Single by Cake

from the album Prolonging the Magic
- Released: 1999
- Recorded: 1998
- Genre: Alternative rock
- Length: 4:44
- Label: Capricorn Records
- Songwriter: John McCrea
- Producer: Cake

Cake singles chronology
| "Never There" (1998) | "Sheep Go to Heaven" (1999) | "Short Skirt/Long Jacket" (2001) |

= Sheep Go to Heaven =

"Sheep Go to Heaven" is a single by American alternative rock band Cake from their 1998 album Prolonging the Magic. The song's title references the parable of The Sheep and the Goats from Chapter 25 of the Gospel of Matthew.

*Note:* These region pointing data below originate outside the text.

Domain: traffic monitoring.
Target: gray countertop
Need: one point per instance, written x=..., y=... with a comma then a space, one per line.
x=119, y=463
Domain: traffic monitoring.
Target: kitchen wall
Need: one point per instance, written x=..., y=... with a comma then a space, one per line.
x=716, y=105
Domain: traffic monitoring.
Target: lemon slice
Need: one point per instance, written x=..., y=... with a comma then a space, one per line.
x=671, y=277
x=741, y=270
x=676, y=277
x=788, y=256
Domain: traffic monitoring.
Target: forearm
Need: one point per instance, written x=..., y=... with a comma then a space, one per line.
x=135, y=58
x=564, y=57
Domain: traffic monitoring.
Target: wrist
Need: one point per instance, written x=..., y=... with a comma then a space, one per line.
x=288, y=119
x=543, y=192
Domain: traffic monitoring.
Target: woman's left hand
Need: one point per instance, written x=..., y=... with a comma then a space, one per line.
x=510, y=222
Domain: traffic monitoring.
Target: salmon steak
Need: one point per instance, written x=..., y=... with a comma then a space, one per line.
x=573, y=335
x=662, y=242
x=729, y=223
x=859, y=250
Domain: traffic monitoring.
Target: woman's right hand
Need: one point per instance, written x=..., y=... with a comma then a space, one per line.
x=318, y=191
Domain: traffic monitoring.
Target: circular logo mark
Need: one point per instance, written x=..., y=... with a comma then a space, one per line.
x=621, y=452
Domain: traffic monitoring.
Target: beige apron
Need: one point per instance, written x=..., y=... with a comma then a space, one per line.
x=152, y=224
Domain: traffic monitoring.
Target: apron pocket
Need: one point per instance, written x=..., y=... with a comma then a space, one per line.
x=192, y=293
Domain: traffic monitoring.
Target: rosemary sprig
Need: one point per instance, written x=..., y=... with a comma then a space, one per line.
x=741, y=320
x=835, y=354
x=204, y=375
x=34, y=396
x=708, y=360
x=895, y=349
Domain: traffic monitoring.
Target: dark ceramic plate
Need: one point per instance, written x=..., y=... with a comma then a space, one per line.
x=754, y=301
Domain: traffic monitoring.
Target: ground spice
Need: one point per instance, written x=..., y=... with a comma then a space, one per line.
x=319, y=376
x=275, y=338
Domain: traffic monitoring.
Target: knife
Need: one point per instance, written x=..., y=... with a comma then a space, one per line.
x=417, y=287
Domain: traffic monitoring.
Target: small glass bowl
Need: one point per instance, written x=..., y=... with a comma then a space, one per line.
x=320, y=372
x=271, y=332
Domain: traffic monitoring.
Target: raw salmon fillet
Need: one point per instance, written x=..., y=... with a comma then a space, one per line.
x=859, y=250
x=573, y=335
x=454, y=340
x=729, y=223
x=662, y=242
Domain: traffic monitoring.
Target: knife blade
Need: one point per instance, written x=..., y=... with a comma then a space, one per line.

The lyrics state "so astutely" that the good go to everlasting life, while the evil will go away with Satan and his avatars. The lyrics invoke the belief in justice and Armageddon, as well as "Hotel California": a "smell of Karma was heavy in the air."

==Critical reception==
In a mixed, standalone review of the song, Billboard wrote that while it’s "a catchy novelty track," it ends “like a campfire ditty….”

==Track listing==

| No. | Title | Length |
|---|---|---|
| 1. | "Sheep Go to Heaven (Edit)" | 3:47 |
| 2. | "Never There (Live)" | 3:23 |
| 3. | "Is This Love? (Live)" | 4:30 |
| 4. | "Sheep Go to Heaven" | 4:44 |

== Personnel ==

- John McCrea – vocals, rhythm and acoustic guitar, piano
- Vincent DiFiore – trumpet, percussion, backing vocals
- Gabriel Nelson – bass, backing vocals
- Todd Roper – drums, percussion, backing vocals
- Chuck Prophet – guitar

==Music video==
The music video for "Sheep Go to Heaven" is animated in a style reminiscent of South Park, and features members of Cake dressed as a Kiss cover band, playing in a sports bar. A disgruntled employee of a greeting-card company enters the sports bar with a machete, and massacres the crowd, sending the band to Heaven. Later, the employee is convicted, executed, and sent to Hell. The video was directed by Mark Kornweibel.

==Chart positions==
The song debuted on the Modern Rock Tracks (or Alternative rock) charts on February 20, 1999, peaking at the 16th slot, staying up for 14 weeks, and being the second highest ranking song of the album and the band’s fifth highest-ranking single ever.